Images showing the progress of Hubble

The Hubble Space Telescope, which began its mandate 32 years ago, focused primarily on optical wavelengths of light. Dubbed “the people’s telescope,” Hubble brought images of the cosmos into popular culture and piqued the curiosity of many, including Dr. Faherty. One of the most famous images taken by Hubble was that of the ‘cosmic cliffs’ of the Carina Nebula, which is located about 7,600 light-years from us. (Eta Carina is also found in this nebula.) The hazy glow of the gas and dust that make up the nebula is contrasted against a milky sky punctuated with the glitter of stars in the Hubble’s iconic image. But the JWST shot of ‘Cosmic Cliffs’ isn’t blurry. The edges of the nebula are sharp, many more bright stars appear, and the gas and dust in this stellar nursery appear to have distinct mountains and valleys.

JWST also captured a new view of a dying star system as both near-infrared and mid-infrared observations revealed details about the two stars locked in a tight dance in the South Ring Nebula, which is about 2,500 years away. light. far.

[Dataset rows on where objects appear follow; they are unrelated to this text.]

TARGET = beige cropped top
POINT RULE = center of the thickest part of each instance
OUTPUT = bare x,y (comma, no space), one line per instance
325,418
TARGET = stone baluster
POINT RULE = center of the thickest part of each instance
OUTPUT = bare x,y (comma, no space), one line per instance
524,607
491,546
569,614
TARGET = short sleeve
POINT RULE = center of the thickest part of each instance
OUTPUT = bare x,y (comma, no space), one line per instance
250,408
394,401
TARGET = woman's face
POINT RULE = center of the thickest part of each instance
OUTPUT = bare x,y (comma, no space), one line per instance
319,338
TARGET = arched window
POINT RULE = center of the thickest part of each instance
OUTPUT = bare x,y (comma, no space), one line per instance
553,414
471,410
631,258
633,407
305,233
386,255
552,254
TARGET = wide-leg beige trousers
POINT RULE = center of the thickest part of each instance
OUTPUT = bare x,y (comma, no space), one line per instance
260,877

In a group of galaxies called “Stephan’s Quintet,” the JWST captured the bright red merger of two of the five galaxies. The space telescope also revealed the signature of an active black hole at the heart of one of the galaxies, giving scientists the opportunity to study in detail how supermassive black holes consume the material around them.

water on an exoplanet

The four images were not all that was revealed from the initial JWST discoveries this week. NASA also announced that the space telescope captured the signature of water in the atmosphere of a giant exoplanet called WASP-96 b, which is approximately 1,150 light-years from Earth. Scientists also found evidence that there are clouds and haze in that world’s atmosphere, demonstrating the space telescope’s ability to observe the chemistry of exoplanets in the search for other habitable worlds.

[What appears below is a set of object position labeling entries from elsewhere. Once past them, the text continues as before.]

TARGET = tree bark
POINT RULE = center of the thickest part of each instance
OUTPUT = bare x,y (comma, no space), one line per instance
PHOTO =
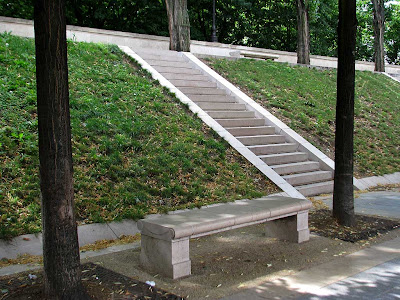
379,31
303,33
343,197
60,238
179,26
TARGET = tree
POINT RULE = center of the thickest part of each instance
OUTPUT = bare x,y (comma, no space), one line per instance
303,33
343,197
379,30
179,26
60,238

The JWST is not the first space telescope to observe the infrared. The Spitzer Space Telescope, which ended operations in 2020, also observed that wavelength. While it was “the little engine that could and did do a lot in infrared astronomy,” says Dr. Faherty, the JWST has much better resolution than Spitzer for revealing details of previously invisible objects in the deepest parts of the universe. .

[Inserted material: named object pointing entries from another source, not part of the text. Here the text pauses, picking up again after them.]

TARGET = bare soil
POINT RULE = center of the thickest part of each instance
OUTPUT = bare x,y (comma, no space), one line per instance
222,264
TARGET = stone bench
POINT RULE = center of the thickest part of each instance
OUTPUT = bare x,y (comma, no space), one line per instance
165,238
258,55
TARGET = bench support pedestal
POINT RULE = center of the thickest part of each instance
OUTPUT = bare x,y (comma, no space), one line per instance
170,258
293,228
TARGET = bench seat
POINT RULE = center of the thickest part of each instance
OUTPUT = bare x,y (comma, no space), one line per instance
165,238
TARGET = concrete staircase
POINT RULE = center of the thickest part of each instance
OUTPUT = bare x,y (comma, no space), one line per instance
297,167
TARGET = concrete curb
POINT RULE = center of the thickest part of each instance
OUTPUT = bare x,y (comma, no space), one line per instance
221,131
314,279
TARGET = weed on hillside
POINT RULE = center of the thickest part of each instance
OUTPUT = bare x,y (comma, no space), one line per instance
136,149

Astronomers are already poring over the data and images, says Dr. Robertson. They are using the images not only for inspiration, but as a tool to contextualize and confirm the discoveries they are making in the data.

Roles for citizens

Dr. Robertson himself has uploaded the images in a format that people can approach and interact with, and invites anyone from any scientific or non-scientific background to explore them. Most of the raw data is also available online, and he hopes “young astronomers around the world will be able to make discoveries in these images.”

With the JWST looking at all the depths of the universe and all sorts of different celestial objects, there are plenty of discoveries to be made. Dr. Faherty has already been collaborating with citizen scientists on her proposals for time using the JWST through her Backyard Worlds: Planet Nine citizen science project.

“If you’re excited about JWST images, join a citizen science project,” he says, “because people like me will find a project for you and you might find something.”

JWST images are already reaching viewers who might not normally be interested in astronomy, adds Dr. Faherty. In the future, “children can very well remember when they saw images of JWST on Instagram or TikTok,” she says. “In the age of social media, these images are amplified in a big way.”

Astronomers say they expect much more from JWST, and soon.

“The amazing thing about Webb is the speed at which we can produce discoveries,” Dr. Rigby said during the NASA broadcast. With Hubble, imaging the deep field took two weeks of continuous work, but “with Webb, we took that image before breakfast,” he said. Everything revealed this week took just a week of observation time with JWST, he said. “We’re going to make discoveries like this every week.”